2022 documentary film by Iliana Sosa

What We Leave Behind is a 2022 documentary film directed by Iliana Sosa. The film is a portrait of Sosa's grandfather, Julián Moreno, as he starts building a house in the Mexican state of Durango. As a younger man, Julián had spent decades living between the United States and Mexico, first working as a bracero and later traveling by bus to visit his children and grandchildren in the Southwestern United States. In the film, Julián revisits this past with his granddaughter as the two forge a tighter bond together. Voiceovers from the director punctuate the film and pair with imagery of the local landscape; the soundtrack features an a cappella song by the Cardencheros de Sapioriz, who are also from Durango.

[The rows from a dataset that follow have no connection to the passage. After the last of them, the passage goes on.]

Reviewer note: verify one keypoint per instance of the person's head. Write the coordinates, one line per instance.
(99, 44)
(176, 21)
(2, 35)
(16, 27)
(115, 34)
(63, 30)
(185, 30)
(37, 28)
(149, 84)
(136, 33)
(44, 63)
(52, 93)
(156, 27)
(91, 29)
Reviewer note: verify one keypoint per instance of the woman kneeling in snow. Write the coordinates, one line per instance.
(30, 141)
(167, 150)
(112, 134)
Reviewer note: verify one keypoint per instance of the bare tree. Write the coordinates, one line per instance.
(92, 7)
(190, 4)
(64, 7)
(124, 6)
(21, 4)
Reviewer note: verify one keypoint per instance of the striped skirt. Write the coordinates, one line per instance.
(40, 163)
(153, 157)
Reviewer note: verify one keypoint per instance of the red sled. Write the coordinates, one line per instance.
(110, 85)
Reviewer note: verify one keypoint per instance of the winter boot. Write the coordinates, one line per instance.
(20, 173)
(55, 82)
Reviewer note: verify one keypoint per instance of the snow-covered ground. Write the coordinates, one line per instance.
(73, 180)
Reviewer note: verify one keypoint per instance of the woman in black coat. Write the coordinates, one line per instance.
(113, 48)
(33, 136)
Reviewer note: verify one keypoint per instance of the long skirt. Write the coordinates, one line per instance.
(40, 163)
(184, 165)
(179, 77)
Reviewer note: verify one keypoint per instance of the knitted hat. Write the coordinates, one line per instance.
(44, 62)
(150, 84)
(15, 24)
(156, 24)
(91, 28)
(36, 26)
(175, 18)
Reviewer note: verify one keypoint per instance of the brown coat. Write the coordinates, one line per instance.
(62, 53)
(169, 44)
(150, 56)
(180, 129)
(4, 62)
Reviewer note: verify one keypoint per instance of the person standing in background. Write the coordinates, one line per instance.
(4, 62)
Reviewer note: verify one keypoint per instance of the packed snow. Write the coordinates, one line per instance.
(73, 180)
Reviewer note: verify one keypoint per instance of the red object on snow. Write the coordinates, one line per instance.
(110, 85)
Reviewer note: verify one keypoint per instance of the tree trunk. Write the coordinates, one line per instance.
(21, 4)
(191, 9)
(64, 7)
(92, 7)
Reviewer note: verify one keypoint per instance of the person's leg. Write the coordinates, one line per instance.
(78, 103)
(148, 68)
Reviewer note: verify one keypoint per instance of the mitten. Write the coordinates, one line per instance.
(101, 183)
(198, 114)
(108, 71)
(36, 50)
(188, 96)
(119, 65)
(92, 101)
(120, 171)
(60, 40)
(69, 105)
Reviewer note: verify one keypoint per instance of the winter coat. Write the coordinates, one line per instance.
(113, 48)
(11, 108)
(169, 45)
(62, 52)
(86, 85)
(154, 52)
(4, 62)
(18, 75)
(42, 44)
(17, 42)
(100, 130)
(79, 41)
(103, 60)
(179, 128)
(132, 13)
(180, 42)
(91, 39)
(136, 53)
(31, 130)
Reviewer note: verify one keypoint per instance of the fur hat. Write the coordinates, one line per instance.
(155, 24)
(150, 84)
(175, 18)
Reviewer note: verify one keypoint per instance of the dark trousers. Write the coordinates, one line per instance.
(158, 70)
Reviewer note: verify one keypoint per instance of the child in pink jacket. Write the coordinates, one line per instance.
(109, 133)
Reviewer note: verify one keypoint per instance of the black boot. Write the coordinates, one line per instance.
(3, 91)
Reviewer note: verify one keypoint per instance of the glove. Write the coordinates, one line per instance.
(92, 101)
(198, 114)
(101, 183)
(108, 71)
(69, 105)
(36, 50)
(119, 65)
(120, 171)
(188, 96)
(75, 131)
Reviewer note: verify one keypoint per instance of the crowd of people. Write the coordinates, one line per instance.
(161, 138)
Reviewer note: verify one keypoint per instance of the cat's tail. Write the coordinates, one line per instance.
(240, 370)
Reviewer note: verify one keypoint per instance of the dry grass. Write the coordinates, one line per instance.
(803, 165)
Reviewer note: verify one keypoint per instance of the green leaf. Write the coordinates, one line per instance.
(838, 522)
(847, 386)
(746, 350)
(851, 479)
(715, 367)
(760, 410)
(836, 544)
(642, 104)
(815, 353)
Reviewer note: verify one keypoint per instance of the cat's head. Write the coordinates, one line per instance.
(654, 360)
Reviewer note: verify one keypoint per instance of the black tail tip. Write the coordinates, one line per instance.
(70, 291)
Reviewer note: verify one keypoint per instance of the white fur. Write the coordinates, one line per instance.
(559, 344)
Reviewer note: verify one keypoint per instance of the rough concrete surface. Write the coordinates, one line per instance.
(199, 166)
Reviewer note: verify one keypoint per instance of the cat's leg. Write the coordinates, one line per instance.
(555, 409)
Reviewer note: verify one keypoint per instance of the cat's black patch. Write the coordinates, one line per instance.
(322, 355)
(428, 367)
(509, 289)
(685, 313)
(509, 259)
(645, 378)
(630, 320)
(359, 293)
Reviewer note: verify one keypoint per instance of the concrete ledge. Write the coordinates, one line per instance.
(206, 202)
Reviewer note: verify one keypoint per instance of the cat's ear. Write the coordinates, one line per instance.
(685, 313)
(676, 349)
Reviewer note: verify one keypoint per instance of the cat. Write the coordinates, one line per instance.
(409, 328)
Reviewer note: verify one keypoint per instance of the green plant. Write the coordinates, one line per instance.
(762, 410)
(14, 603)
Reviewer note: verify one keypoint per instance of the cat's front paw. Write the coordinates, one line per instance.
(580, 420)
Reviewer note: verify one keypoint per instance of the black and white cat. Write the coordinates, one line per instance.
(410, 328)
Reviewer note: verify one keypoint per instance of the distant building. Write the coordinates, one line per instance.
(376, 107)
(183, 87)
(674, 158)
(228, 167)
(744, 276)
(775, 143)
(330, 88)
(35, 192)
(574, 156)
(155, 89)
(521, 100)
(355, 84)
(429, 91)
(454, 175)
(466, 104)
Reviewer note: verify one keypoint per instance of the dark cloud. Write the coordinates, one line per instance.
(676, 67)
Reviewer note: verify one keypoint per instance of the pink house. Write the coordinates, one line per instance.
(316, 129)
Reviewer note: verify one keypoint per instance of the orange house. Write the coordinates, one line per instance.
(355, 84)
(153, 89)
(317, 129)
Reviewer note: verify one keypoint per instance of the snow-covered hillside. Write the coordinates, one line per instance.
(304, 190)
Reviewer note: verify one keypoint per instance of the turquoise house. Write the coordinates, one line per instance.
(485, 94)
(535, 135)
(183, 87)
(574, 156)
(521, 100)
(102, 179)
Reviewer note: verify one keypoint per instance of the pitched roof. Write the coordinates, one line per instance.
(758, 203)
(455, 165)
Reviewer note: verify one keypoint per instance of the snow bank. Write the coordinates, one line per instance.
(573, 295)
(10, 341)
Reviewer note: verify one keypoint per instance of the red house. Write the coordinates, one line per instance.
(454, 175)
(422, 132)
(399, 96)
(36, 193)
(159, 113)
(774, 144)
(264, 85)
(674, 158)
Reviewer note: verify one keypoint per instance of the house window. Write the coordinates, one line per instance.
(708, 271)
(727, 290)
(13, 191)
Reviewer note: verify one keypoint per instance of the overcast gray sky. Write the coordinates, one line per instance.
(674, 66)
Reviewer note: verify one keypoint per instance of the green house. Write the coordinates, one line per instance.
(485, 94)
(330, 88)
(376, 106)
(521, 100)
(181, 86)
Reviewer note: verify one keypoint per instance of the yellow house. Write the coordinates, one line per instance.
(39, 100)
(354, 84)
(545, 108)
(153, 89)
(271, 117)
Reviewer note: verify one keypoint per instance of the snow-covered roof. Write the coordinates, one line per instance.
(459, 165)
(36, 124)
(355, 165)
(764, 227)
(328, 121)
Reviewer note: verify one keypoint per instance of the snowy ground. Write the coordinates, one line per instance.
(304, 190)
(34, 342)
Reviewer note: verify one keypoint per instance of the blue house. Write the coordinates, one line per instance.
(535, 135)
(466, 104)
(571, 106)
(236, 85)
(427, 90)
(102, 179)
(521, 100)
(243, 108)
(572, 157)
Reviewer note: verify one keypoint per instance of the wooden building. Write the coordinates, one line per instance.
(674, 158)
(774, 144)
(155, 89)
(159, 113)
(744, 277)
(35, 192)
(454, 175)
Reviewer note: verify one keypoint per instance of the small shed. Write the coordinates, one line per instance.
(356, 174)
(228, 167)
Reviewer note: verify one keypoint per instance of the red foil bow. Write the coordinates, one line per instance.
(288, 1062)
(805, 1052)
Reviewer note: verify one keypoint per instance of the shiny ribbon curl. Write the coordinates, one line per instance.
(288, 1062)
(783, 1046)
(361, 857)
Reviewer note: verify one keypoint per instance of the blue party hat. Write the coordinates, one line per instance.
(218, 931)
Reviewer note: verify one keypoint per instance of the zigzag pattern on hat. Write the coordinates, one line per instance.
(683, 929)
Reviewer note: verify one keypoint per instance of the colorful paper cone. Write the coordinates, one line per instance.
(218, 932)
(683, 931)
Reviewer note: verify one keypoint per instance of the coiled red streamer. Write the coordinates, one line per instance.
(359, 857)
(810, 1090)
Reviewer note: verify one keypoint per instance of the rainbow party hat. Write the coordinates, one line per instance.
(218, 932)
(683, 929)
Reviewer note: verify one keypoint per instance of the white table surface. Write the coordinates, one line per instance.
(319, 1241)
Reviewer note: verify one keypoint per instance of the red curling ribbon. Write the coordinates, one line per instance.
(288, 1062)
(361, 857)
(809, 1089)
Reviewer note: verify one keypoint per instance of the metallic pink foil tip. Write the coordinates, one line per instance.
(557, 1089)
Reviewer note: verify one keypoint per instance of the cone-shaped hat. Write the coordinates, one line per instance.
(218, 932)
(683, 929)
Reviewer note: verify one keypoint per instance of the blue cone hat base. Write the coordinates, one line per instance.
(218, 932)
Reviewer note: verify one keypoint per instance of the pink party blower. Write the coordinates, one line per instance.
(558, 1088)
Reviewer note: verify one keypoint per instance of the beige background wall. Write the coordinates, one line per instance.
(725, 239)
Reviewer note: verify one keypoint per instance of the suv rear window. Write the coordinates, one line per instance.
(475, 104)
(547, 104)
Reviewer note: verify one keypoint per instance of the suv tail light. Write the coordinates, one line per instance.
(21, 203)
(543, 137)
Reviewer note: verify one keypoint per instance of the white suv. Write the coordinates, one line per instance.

The film received development, production, and post-production support from several institutions, including the Ford Foundation’s JustFilms, the Sundance Institute, the IDA, the Austin Film Society, the True/False & Catapult Rough Cut Retreat, the Jacob Burns Film Center, the Gotham Documentary Lab, the University of Texas at Austin, and the Ji.hlava New Visions Forum.

==Reception==
The film premiered at SXSW, where it received the Fandor New Voices Award and the Louis Black "Lone Star" Award. It then screened at several other festivals, including Full Frame, First Look, and the Camden, Guanajuato, and Morelia International Film Festivals. It earned several other awards, including Thin Line Fest's Emerging Filmmaker Award and a Special Mention at the Tacoma Film Festival. The film received a Best Documentary nomination at the Gotham Awards.

ARRAY released the film in theaters in the United States, and it debuted on Netflix in the United States, Canada, United Kingdom, Australia, and New Zealand on September 30, 2022.

The film met with "universal acclaim" from critics, according to its Metacritic score of 89. It has a 100% rating on Rotten Tomatoes, both among critics and audiences. The Hollywood Reporter characterized the film as "first-person filmmaking at its eloquent best." The Boston Globe called it a "limpid, emotionally deep, and poetically resonant documentary." Several writers praised the film for its understated takes on migration, the US-Mexico border, and second-generation and diasporic experience. It featured on the Los Angeles Times list of recommendations for the Los Angeles Latino International Film Festival, and The New York Times named it a Critic's Pick.